Unser Auto mag ja heruntergekommen sein, aber immerhin funktioniert die Stereoanlage sehr gut. Meine Brüder und ich sind musikbegeistert. Ich mag Switchfoot, 12 Stones und moderne geistliche Musik. Meine Mutter mag sie ebenfalls. An jenem Morgen entschieden wir uns für eine CD von der David Crowder Band. Ich drehte sie auf, als das Lied „O Praise Him“ anfing. Mama ermahnte mich: „Nicht so laut! Wir wollen doch nicht die ganze Nachbarschaft wecken.“
Wir platschten auf der langsamen Fahrt durch ein paar Pfützen, vorbei an Princeville, unserer Stadt an der Nordküste. Alles war ruhig und pechschwarz, als wir die windige Straße von den Steilufern zu den Surf-Spots in und um Hanalei Bay entlangfuhren.
Wir ratterten über die einspurige Stahlbrücke, den offiziellen Beginn des North Shore.

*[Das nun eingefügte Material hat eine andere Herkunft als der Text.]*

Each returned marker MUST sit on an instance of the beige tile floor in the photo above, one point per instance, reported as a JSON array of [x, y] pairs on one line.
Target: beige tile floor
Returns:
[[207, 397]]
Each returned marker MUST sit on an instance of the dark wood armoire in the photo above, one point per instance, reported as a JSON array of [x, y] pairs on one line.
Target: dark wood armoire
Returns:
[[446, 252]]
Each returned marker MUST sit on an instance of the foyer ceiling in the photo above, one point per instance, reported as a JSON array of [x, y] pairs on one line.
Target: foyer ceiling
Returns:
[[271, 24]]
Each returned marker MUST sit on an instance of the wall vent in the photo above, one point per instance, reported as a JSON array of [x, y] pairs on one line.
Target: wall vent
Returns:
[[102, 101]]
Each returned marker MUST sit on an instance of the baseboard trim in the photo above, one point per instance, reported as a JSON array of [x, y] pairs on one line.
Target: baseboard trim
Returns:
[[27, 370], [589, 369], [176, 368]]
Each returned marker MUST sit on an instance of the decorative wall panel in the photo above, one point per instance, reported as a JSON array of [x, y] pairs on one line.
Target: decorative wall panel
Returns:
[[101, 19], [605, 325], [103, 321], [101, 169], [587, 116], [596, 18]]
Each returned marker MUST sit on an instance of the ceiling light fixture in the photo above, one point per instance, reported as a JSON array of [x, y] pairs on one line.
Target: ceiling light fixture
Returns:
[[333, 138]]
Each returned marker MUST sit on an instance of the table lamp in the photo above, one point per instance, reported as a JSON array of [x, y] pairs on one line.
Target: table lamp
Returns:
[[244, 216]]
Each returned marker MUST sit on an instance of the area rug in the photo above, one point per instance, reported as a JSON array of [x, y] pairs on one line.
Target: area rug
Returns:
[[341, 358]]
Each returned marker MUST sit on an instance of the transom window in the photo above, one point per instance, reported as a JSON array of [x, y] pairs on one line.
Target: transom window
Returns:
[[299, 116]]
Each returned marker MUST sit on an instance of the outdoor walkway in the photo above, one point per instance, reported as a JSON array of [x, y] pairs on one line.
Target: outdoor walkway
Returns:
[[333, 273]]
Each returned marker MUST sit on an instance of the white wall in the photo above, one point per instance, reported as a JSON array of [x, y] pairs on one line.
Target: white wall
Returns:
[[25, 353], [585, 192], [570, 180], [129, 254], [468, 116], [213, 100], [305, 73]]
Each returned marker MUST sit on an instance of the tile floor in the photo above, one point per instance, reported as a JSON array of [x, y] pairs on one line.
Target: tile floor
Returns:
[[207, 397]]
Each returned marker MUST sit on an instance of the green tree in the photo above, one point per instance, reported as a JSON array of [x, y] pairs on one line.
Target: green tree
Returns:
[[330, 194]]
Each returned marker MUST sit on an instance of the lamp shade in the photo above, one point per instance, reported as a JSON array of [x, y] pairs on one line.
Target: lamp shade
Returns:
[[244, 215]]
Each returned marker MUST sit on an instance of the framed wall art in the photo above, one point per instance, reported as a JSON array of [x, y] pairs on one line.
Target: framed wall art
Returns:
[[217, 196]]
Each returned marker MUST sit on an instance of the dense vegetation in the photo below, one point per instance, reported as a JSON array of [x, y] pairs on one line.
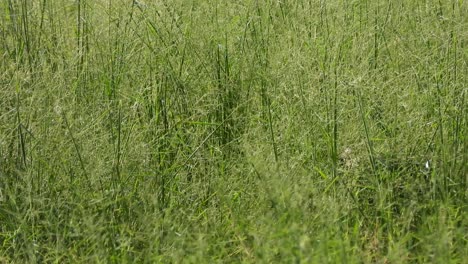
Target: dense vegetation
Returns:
[[233, 131]]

Diese Brücke ist zu schmal und zu niedrig für große Lastwagen, sodass in diesem Teil der Insel nur Pkw unterwegs sind. Manchmal ist die Brücke wegen starker Regenfälle gesperrt. Die Menschen auf der anderen Seite sind dann von der Außenwelt abgeschnitten. Ich persönlich glaube, dass es den Kindern dort nichts ausmacht: Sie verpassen eben die Schule!

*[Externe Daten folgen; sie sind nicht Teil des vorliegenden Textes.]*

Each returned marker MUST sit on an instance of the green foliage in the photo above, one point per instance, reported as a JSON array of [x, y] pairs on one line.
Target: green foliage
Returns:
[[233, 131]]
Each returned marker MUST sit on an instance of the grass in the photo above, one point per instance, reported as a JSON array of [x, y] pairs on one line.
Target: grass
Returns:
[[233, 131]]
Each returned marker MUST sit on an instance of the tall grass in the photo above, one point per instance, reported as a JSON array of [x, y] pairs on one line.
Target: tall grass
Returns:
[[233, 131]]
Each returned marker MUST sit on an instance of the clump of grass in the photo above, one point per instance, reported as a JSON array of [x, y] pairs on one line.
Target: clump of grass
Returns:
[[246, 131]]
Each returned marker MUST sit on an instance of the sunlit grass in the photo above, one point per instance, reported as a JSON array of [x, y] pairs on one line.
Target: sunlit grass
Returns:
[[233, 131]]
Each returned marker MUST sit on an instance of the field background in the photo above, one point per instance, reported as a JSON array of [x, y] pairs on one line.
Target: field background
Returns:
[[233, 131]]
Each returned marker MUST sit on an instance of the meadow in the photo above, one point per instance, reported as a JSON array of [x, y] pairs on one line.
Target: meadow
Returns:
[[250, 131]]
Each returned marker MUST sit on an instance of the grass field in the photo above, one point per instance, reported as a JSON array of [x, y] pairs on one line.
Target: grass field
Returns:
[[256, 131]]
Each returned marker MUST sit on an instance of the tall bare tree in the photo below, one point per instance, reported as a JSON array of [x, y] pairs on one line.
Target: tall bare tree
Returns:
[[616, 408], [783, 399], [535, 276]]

In der Dunkelheit kamen wir an sehr vielen Surf-Spots vorbei: Bay, Bowl, Pavilions, Pine Trees, Middles, Chicken Wings, Wai Koko. Wir steuerten auf das hinterste Ende der Straße namens Pauaeaka zu. Es war zwar noch dunkel, aber bei geöffneten Fenstern konnten wir die Schönheit Hawaiis riechen: duftende Blüten, nasser Boden, Gras und salzige Luft. Ich atmete tief ein und schloss die Augen, damit ich es mir im Geiste ausmalen konnte.

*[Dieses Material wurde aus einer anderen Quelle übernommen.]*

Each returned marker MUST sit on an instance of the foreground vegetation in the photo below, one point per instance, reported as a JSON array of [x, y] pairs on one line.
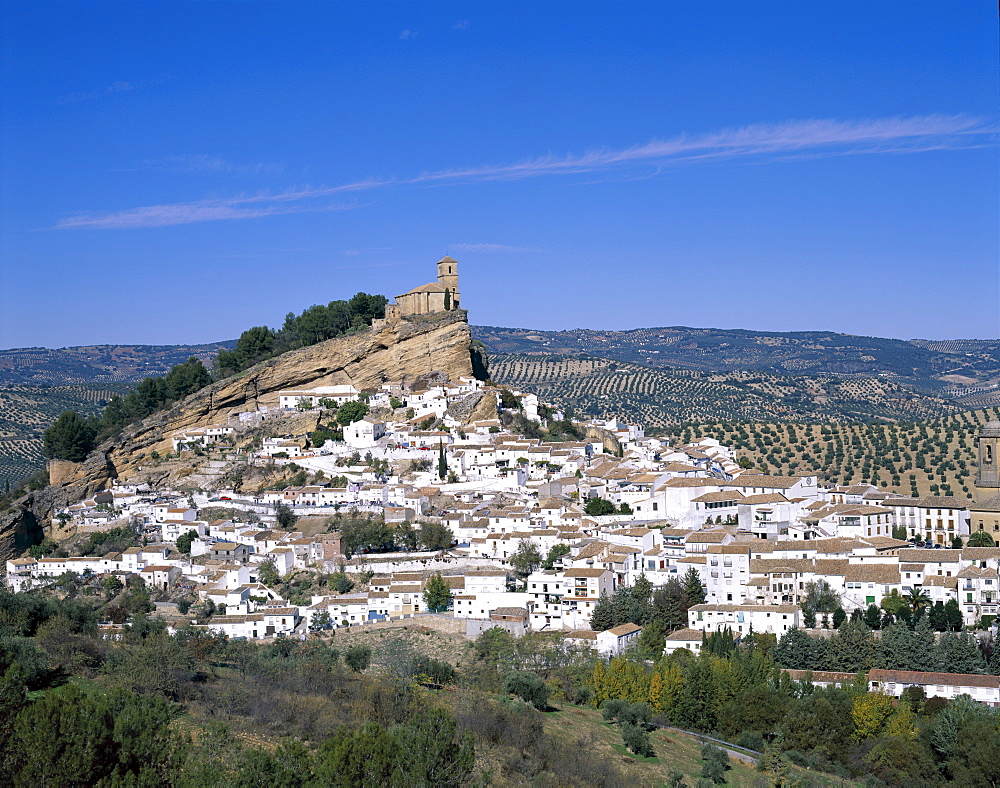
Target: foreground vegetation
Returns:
[[197, 709], [935, 457], [661, 398]]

Hawaii kann einen mit allen Sinnen betören. Hier ist es wahrlich zauberhaft und ich möchte an keinem anderen Ort der Welt leben. Ich schaute hinüber zu meiner Mutter, die auch vor sich hinlächelte – ihr ging es genauso wie mir.
Wir fuhren an der alten Waioli-Kirche und dem Missionshaus vorbei, wo einige der ersten Missionare auf Hawaii lebten, arbeiteten und starben. Schließlich überquerten wir am Ende unserer Fahrt eine sehr schmale Holzbrücke.
Die Ruhe vor dem Angriff
Die Sonne war noch nicht aufgegangen. Ich stieg aus dem Auto und schaute aufs Wasser, aber es war noch zu dunkel, um etwas zu erkennen. Zu hören war ebenso wenig. Wenn die Brandung richtig groß ist, hört man sie schon von Weitem auf das Riff klatschen. „Ist anscheinend nicht viel los heute“, sagte ich zu meiner Mutter.
Schon bald wurde der Himmel im Osten heller und ich konnte sehen, dass die Brandung auch nicht annähernd so stark war wie am Vortag. Die kleinen Wellen dümpelten in das spitze Korallenriff, anstatt darüber hinwegzutosen. Es juckte mich, aufs Brett zu steigen, doch das Wasser würde nicht mitspielen. Wenn man viel surft, gewöhnt man sich an so etwas. Die Insel bietet einige der besten Wellen überhaupt, aber meine Freundinnen und ich werden manchmal an der Nase herumgeführt. Nichts zu machen: Man geht wieder heim und beschäftigt sich anderweitig.
„Kehren wir um“, seufzte meine Mutter. Sie war genauso enttäuscht. „Vielleicht kommt die Brandung ja morgen.“
Ich wusste, wenn ich jetzt nicht surfen ging, würde ich mich mit Sozialkunde, Englisch oder Mathematik befassen müssen. Ich will zwar Profi-Surferin werden und werde zu Hause unterrichtet, um dieses Ziel zu erreichen, aber doch überhäufen mich meine Eltern mit Hausaufgaben.
Als wir losfuhren, machte ich einen letzten Vorstoß: „Lass uns doch mal schauen, wie es am Tunnels Beach aussieht“, schlug ich vor. Tunnels ist nicht weit von Pauaeaka. Er heißt Tunnels, weil sich sandgefüllte Gänge durch die seichten Stellen des Riffs ziehen. Für Touristen ist er eine beliebte Stelle zum Schnorcheln. Surfer lieben ihn, weil es etwas hinter dem Riff eine blitzschnelle Welle gibt, die im Sommer wie im Winter toll ist.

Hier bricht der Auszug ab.